Marshall’s legal reach extended beyond Baltimore, as the young attorney worked on hundreds of cases in small towns across the South on behalf of African Americans and their fights for civil rights. His stellar legal work didn’t go unnoticed. In 1961, President John F. Kennedy nominated Marshall to serve on the U.S. Court of Appeals (2nd Circuit). In 1965, President Lyndon B. Johnson appointed him U.S. Solicitor General, and two years later, amid the intense Civil Rights and Black Power eras, Johnson nominated Marshall to become the nation’s first Black U.S. Supreme Justice. Marshall was sworn in on Oct. 2, 1967.
While sitting on the High Court, Marshall never abandoned his civil and social rights advocacy. He expressed strong opinions when his colleagues failed to render favorable rulings on Jim Crow and other civil rights infringements.

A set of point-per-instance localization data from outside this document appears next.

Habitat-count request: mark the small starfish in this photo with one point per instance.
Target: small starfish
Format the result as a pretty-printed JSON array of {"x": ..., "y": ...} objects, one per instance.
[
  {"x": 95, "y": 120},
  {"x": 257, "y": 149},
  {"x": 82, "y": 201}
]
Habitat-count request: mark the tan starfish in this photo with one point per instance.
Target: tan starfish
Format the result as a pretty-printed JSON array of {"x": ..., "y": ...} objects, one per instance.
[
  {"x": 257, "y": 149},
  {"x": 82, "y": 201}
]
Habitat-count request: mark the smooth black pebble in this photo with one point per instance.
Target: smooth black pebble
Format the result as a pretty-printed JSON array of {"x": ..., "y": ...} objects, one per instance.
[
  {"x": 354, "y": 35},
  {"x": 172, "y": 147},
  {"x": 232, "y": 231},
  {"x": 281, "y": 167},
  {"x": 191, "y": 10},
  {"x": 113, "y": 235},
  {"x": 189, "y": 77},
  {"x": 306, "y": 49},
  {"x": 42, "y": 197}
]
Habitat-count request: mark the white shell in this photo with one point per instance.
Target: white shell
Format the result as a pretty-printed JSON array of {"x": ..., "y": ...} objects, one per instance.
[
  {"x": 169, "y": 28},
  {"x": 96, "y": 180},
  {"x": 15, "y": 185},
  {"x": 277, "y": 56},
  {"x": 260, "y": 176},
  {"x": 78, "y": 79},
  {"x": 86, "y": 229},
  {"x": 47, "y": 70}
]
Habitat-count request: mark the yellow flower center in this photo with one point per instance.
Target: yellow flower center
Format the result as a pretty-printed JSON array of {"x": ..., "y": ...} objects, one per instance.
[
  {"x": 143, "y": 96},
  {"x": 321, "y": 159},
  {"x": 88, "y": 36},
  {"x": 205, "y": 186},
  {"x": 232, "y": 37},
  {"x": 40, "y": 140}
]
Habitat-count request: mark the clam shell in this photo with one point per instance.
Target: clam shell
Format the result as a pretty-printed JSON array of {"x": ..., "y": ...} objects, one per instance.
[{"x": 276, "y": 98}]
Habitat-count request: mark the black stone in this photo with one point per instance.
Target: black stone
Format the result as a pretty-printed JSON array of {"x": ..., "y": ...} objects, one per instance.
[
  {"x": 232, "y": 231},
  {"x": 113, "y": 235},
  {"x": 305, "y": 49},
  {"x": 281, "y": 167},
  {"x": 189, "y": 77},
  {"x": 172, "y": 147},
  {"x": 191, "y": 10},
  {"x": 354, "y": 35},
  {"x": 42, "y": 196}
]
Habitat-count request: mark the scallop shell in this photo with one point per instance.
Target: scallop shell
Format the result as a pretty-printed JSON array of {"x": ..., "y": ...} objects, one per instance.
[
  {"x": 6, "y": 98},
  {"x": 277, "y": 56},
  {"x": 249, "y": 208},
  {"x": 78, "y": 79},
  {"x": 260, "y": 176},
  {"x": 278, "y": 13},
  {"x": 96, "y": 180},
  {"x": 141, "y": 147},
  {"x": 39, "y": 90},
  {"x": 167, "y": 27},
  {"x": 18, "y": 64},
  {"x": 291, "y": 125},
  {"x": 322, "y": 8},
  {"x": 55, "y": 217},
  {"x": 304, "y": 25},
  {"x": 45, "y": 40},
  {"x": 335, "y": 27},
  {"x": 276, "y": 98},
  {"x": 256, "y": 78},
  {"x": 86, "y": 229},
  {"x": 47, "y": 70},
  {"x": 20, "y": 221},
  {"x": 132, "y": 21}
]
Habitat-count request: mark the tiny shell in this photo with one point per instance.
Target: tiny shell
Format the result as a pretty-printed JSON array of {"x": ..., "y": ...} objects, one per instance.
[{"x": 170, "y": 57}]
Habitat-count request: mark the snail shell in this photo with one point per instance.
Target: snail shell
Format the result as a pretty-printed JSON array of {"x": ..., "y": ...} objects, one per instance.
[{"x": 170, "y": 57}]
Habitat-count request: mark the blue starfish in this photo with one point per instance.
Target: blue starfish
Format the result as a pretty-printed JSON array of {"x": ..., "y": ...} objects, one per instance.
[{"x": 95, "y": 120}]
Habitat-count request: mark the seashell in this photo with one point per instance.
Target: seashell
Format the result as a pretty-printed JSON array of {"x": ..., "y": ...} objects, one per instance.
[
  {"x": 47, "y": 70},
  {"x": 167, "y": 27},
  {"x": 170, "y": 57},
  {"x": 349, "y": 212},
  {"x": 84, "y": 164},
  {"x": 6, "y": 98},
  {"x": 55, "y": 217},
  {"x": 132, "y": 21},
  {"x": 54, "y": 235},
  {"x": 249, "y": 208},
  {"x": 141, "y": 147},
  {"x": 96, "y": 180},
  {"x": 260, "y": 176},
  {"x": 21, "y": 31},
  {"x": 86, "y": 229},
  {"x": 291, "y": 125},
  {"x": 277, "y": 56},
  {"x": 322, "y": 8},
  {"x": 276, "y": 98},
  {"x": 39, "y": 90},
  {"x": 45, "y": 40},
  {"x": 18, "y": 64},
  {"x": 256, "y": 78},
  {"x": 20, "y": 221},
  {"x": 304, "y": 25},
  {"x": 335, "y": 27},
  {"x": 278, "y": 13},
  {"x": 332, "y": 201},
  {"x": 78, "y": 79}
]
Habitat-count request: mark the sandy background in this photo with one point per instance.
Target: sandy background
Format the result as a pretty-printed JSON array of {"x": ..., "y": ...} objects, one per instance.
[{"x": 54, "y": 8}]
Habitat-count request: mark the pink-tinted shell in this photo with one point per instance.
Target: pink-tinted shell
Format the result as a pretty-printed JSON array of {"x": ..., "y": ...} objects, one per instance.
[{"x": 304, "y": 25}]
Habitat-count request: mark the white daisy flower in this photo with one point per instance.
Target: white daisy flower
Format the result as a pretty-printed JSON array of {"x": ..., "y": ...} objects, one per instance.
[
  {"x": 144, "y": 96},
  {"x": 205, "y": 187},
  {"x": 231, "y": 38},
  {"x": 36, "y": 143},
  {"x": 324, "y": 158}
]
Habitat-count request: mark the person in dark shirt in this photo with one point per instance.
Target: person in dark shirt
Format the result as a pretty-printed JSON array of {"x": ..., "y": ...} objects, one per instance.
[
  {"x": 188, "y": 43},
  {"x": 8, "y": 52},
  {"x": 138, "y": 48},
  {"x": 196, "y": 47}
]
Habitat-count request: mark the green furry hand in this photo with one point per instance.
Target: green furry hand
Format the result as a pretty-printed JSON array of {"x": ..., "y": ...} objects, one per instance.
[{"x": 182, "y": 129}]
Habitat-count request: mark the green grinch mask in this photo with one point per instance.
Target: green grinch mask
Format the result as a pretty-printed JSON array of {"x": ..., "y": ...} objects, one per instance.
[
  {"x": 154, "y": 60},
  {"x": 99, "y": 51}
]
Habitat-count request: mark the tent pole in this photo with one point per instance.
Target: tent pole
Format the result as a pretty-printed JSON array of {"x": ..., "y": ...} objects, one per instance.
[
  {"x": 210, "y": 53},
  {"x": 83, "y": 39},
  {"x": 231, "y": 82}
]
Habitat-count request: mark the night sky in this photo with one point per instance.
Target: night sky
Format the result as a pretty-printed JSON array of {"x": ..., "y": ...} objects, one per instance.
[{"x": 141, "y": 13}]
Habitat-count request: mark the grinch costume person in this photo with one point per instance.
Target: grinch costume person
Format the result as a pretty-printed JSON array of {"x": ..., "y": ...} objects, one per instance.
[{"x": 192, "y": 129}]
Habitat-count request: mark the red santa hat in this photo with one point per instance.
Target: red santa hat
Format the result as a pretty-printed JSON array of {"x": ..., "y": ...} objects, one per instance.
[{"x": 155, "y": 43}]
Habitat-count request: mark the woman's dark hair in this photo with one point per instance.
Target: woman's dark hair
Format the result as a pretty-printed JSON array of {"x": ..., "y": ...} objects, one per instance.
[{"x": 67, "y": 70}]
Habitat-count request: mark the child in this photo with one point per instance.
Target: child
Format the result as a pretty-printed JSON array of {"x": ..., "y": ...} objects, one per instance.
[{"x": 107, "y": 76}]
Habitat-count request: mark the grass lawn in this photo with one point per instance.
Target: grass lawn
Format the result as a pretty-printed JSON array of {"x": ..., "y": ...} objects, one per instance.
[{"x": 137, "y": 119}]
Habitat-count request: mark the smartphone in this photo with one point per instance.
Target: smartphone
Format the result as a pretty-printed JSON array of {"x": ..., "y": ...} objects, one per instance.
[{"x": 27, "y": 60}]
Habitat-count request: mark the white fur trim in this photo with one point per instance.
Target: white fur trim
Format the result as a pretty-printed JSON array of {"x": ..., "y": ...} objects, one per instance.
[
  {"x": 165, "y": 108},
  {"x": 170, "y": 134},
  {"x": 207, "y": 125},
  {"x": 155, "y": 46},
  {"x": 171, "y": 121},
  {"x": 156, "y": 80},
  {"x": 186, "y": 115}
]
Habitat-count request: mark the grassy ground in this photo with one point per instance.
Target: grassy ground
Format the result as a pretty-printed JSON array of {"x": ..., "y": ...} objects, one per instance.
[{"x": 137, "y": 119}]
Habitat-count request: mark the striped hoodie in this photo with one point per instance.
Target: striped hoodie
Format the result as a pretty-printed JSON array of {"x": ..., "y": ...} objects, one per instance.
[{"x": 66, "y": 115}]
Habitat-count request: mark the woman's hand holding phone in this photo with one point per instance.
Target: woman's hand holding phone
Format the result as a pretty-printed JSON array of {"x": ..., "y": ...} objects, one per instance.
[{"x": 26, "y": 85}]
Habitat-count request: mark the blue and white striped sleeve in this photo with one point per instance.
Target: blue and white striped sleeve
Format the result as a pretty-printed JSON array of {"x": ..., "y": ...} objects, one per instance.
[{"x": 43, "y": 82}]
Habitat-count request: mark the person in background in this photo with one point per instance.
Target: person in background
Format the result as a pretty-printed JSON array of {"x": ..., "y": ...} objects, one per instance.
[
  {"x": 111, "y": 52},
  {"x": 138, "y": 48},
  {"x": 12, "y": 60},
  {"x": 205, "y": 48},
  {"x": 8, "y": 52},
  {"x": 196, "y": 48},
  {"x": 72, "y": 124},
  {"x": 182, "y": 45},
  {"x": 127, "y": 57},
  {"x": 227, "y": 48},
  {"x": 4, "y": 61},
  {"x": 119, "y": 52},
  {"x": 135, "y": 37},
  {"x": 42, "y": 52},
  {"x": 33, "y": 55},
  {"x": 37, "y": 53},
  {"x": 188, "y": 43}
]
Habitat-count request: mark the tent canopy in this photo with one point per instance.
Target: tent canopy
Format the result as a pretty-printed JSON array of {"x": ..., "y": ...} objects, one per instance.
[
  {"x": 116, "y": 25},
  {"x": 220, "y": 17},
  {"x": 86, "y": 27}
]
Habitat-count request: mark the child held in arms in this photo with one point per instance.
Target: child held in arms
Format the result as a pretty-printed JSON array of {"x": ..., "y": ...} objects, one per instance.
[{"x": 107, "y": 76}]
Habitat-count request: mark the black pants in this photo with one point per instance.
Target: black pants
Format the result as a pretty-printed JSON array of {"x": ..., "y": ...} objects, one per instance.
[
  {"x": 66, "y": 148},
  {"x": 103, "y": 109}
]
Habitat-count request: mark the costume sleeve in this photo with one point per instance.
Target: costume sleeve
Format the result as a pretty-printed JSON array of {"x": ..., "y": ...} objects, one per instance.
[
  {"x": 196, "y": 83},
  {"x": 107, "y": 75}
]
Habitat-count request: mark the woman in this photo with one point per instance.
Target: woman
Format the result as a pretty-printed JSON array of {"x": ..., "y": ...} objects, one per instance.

“In light of the sorry history of discrimination and its devastating impact on the lives of Negroes. Bringing the Negro into the mainstream of American life should be a state of interest of the highest order. To fail to do so is to ensure that America will forever remain a divided society,” said Marshall.
When Marshall resigned from SCOTUS in 1991, he had written over 150 legal opinions. Marshall died on January 24, 1993. He was 84. African American Supreme Court Justice Clarence Thomas succeeded Marshall. Many African Americans who have watched Thomas “in action,” or perhaps “his inaction,” have called him “The Anti-Thurgood Marshall.”
The Supreme Court has evolved over the three-plus decades since Marshall served. Today’s SCOTUS has frequently been questioned about ethics and becoming politicized in its controversial decisions to overturn landmark cases such as Roe v. Wade. The Supreme Court will soon issue opinions addressing Trump v. United States to determine if there is presidential immunity – and to what extent – related to criminal prosecution for the January 6, 2021, insurrection on the U.S. Capitol. And could the High Court reverse Brown v. Board of Education one day?
With the Presidential Election slated for November 5, 2024, the dynamics of the Supreme Court could evolve in ways that will negatively impact America for decades. Democratic President Joe Biden will face off against former Republican president Donald J. Trump to determine who will serve America from the Oval Office.
When Trump was President in 2016, he appointed three Supreme Justices, giving the Supreme Court a conservative majority, with Neil Gorsuch, Brett Kavanaugh, and Amy Coney Barrett. Biden, as President, appointed Ketanji Brown Jackson, a liberal, as the first Black female Supreme Justice.
“The next president is likely to have two new Supreme Court nominees,” said Biden. “He (Trump) has already appointed some that have been very negative in terms of the rights of individuals. The idea that if he is reelected, he can appoint two more flying flags upside down would be the scariest part of a second Trump term.”